Larraín himself is a bit of a lightning rod, at least in Chile. His father was the president of one of Chile’s main right-wing parties, which supported the dictatorship. His mother served as a cabinet minister in Chile’s conservative government. She is a Matte, one of Chile’s wealthiest families, which has been accused of driving out Mapuche Indigenous people from their lands. Left-wing Chileans have questioned whether Larraín is the right person to tell these stories, arguing that his family was insulated from the effects of the dictatorship.
“I grew up in a protected environment, where I was never exposed to any of the danger of the dictatorship,” Larraín says. “My family's mid-upper class and back then, they were right-wing people; they still are.”
So he needed to create his own social and class consciousness, which developed between high school and college. In a recent interview with The Guardian, Larraín argued that he is Chilean and Chile is his world—how could he not be allowed to talk about what happened there?
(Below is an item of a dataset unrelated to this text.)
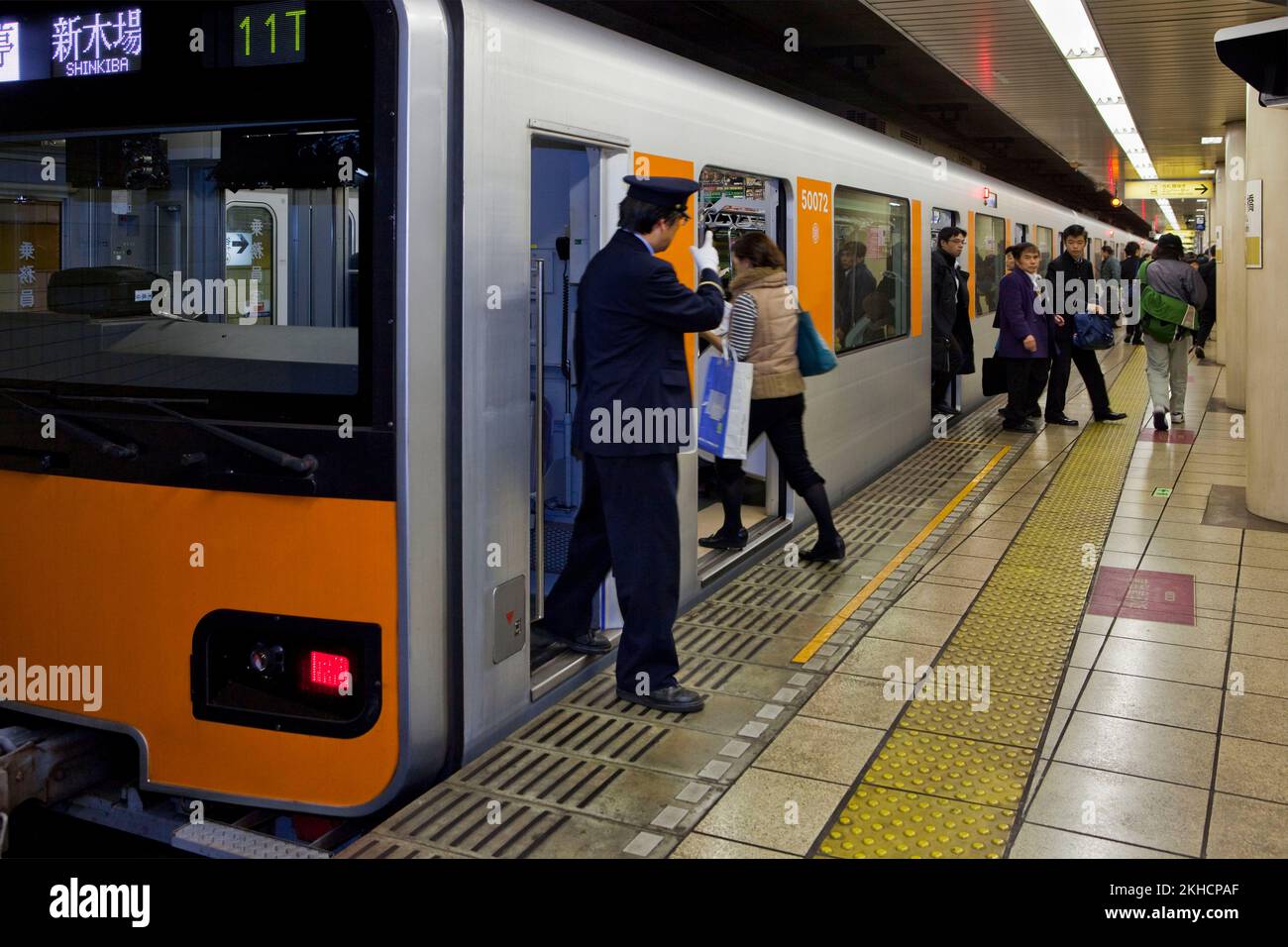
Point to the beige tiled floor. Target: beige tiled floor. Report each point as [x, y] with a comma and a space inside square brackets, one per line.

Almost 1,500 dissidents “disappeared,” 40,000 people were tortured, and nearly 2,000 were tortured to death, at least according to official reports. Larraín was 12 when the plebiscite to end Pinochet’s rule, the subject of his film No, took place in 1988.
“It's what a 12-year-old kid can remember, but I remember a sense of change and a sense of transition,” Larraín says. “And I remember that Pinochet had this figure of power that made me uneasy and somehow nervous.”
For Larraín and countless others, Pinochet was a shadowy figure, just as menacing and ominous as his swirling cape in El Conde. In real life, the dictator died at age 91 in 2006, investigated and indicted, but never convicted.
“I don't think you need to be in a dark spot to look at evil,” Larraín says. “You just have to be—you want to be as brave as possible.”